Note that the guides from each panel will be merged in the final plot. If we don't put `show.legend = FALSE` here, the guide for the cluster aesthetic will show circles instead of squares for the legend keys.

All of the columns from our metadata frame are available (for the tips) to use in ggraph's aesthetic mappings.

Next, we'll want to hide the redundant column of coloured tiles corresponding to the cluster. Remember that this column was drawn because the default `plot.bars` panel makes a column of tiles for each factor column in out data frame. We can use `plot_bars` to override the default behaviour. This helper takes arguments in the form `<column name> = <scale definition>`:

```{r, fig.width=11, fig.height=9}
plot(
  phydata,
  plot.tree = function(x) {
    # this function will be called with x = phydata
    plot_tree(x) +
      ggraph::geom_node_point(aes(filter = leaf, colour = cluster), size = 2, show.legend = FALSE) +
      cluster_scale
  },
  plot.bars = function(x) {
    plot_bars(
      x,
      # 'source' is the name of the corresponding metadata column
      source = scale_fill_hue(
        name = "Source",
        # this just changes the colours
        h.start = 30,
        # as above, we want to turn off drop and na.translate
        drop = FALSE,
        na.translate = FALSE
      ),
      # if we wanted more tile columns, we would add them here
    )
  },
  scale.date = date_scale,
  width.tree = 20,  # new: also specify the relative widths of the 4 columns:
  width.date = 12,  #
  width.legend = 4, #
  height.tree = 6
)
```

Each `plot.*` argument will normally be given a function that is called with a single parameter: the phylepic object provided to `plot`. The function must produce a ggplot object suitable for aligning in the final chart.

For `plot.bars` in the above, we only wanted to override the default options without adding any new custom layers.
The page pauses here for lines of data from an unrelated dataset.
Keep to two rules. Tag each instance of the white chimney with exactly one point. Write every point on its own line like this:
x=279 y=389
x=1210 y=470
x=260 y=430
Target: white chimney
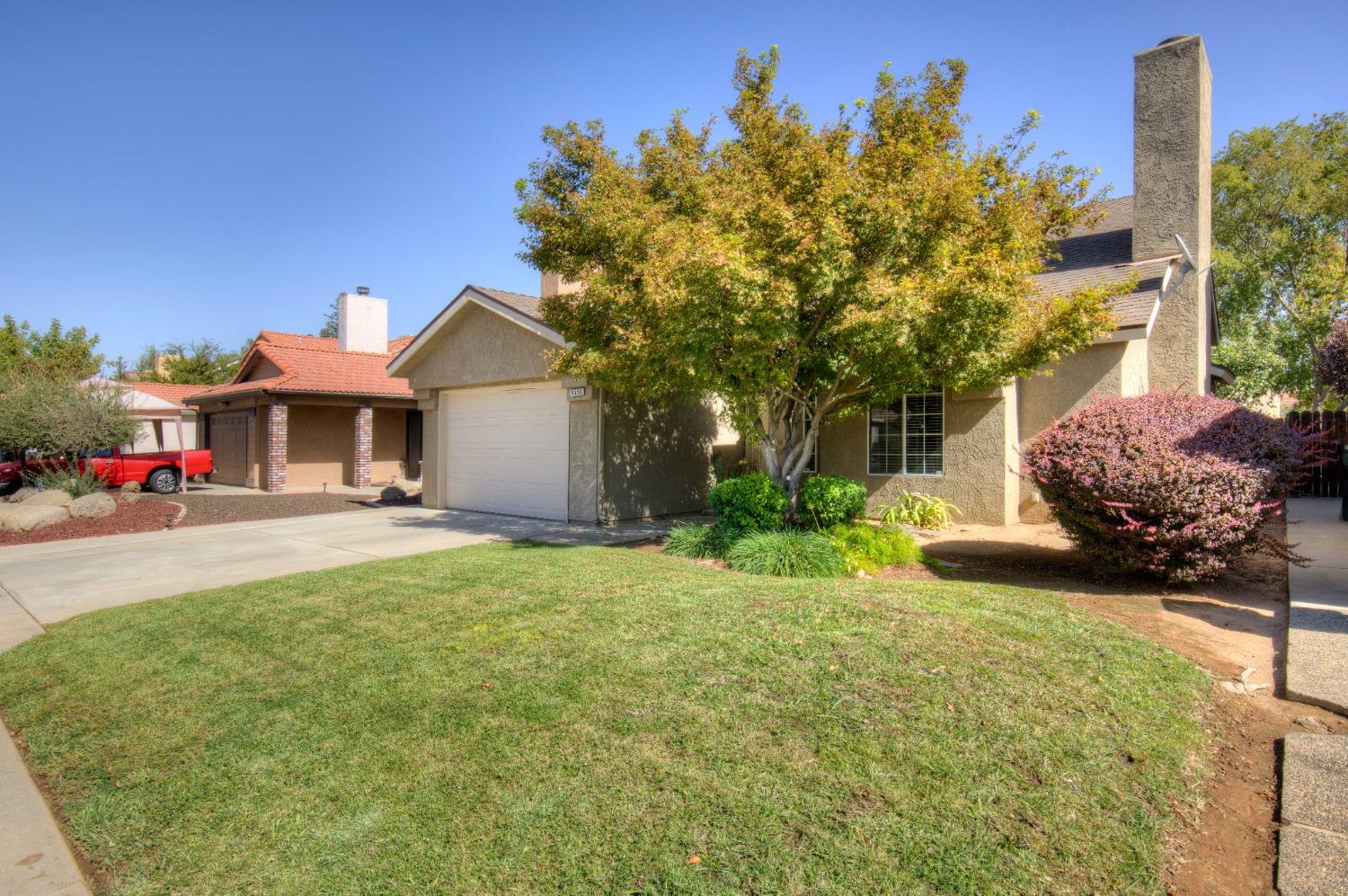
x=361 y=323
In common cases like these we can reduce the boilerplate a bit:

```{r, eval=FALSE}
plot(
  phydata,
  plot.bars = function(x) {
    plot_bars(
      x,
      source = scale_fill_hue(...)
    )
  }
)

# equivalent to the above
plot(
  phydata,
  plot.bars = plot_bars(
    source = scale_fill_hue(...),
  )
)
```

This is because the `plot_*` helpers return a function instead of a ggplot if their first parameter is omitted.
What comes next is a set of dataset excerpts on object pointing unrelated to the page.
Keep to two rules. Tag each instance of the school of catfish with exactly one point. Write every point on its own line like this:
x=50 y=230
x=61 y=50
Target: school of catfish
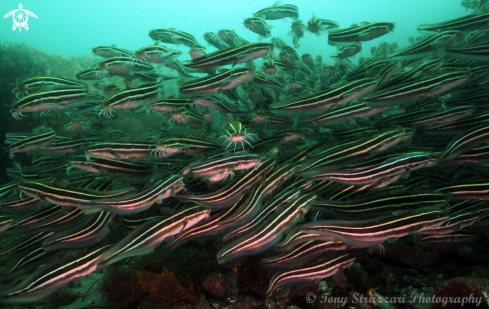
x=274 y=151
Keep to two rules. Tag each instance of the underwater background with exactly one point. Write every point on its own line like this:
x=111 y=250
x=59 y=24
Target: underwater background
x=250 y=112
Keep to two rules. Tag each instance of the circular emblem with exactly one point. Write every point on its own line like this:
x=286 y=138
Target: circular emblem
x=20 y=18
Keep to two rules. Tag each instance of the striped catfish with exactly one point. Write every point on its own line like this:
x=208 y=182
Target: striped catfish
x=124 y=65
x=213 y=226
x=426 y=118
x=129 y=98
x=5 y=223
x=151 y=234
x=214 y=40
x=465 y=23
x=479 y=52
x=33 y=142
x=320 y=26
x=444 y=238
x=120 y=151
x=174 y=145
x=342 y=114
x=427 y=46
x=111 y=51
x=21 y=245
x=278 y=11
x=310 y=273
x=387 y=172
x=372 y=232
x=329 y=158
x=84 y=235
x=417 y=89
x=42 y=101
x=228 y=79
x=383 y=204
x=232 y=162
x=52 y=277
x=362 y=33
x=316 y=103
x=466 y=190
x=31 y=85
x=230 y=193
x=157 y=54
x=173 y=36
x=28 y=262
x=35 y=219
x=93 y=74
x=265 y=212
x=253 y=205
x=141 y=201
x=66 y=196
x=415 y=72
x=133 y=171
x=73 y=217
x=302 y=254
x=267 y=234
x=231 y=55
x=466 y=141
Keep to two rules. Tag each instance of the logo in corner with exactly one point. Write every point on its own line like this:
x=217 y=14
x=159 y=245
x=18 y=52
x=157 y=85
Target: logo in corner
x=20 y=17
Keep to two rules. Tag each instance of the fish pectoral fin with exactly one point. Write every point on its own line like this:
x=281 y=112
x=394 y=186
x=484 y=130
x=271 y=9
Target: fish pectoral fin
x=224 y=83
x=167 y=211
x=406 y=174
x=89 y=211
x=400 y=212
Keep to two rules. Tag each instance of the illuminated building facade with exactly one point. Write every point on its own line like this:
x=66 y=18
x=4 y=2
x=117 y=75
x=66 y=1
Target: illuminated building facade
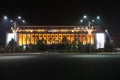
x=27 y=35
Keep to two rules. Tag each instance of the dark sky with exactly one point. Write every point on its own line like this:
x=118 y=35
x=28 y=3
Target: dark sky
x=61 y=13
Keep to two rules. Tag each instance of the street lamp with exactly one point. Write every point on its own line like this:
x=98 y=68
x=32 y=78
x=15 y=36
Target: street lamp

### Making use of the calendar and epidemic curve

The previous plot shows two clear genomic clusters associated with concurrent outbreaks. To make this point more clearly, we would like to indicate the two clusters on the epidemic curve (using the same colour scale).

To achieve this, we pass `fill = cluster` to both the `plot.epicurve` and `plot.calendar` panels:

```{r, fig.width=11, fig.height=9}
plot(
  phydata,
  plot.tree = function(x) {
    plot_tree(x) +
      ggraph::geom_node_point(aes(filter = leaf, colour = cluster), size = 2, show.legend = FALSE) +
      cluster_scale
  },
  plot.bars = plot_bars(
    source = scale_fill_hue(
      name = "Source", h.start = 30, drop = FALSE, na.translate = FALSE
    ),
  ),
  plot.epicurve = plot_epicurve(fill = cluster),
  plot.calendar = plot_calendar(
    fill = cluster,
    labels = "%d",
  ),
  scale.date = date_scale,
  scale.fill = cluster_scale, # new: pass the scale to both panels
  width.tree = 20,
  width.date = 12,
  width.legend = 4,
  height.tree = 6
)
```

Because the cluster colour scales are consistent across panels, the legend guides are automatically combined.

The warning messages coming from ggplot are annotated to indicate which panel was responsible. Here the warnings are telling us that

  * 11 tree tips couldn't be drawn because they have no cluster,
  * 8 rows (a subset of those 11) have known dates that are outside the calendar axis range, but the arrows couldn't be drawn because they have no cluster and we configured the cluster scale with `na.translate = FALSE`, and
  * 28 rows didn't contribute to the epidemic curve because their date was missing or out of range.